Бомж недоверчиво оглядел плотное кольцо дружного коллектива и взял цветы. Негодяева всхлипнула.
— Перестань выть! — строго сказал Павел Борисович. — Цветы не твои, а его.
— А где рыба-то? — спросил Петька, отпуская бомжа.
— И старух нету, — растерянно сказал Трышков.
— Вон ваши старухи, — сказала Швырялкина, — за колонной рыбу делят.
— Держи их! — взвизгнул Павел Борисович. — И бомжа держите! О, господи!
Старухи уже успели открутить толстолобику голову и принялись отворачивать хвост.
— Безобразие! — заплакал Павел Борисович.
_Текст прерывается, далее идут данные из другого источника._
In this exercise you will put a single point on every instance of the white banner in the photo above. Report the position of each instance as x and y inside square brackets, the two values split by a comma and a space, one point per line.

— Товарищ, не уходите! — умоляюще крикнул он бомжу. — Мы её у них живо отнимем. Петя, подержи товарища!
…Старухи недовольно ворчали и сморкались в ридикюли. Павел Борисович пламенно погрозил им пальцем. Искалеченную рыбу Трышков завернул в газету как была: с оторванной башкой и полусвернутым хвостом.
— Как сапера хороним, — сказал Петька.
Павел Борисович отобрал у них сверток и протянул его бомжу. В глазах Трышкова погасла последняя надежда.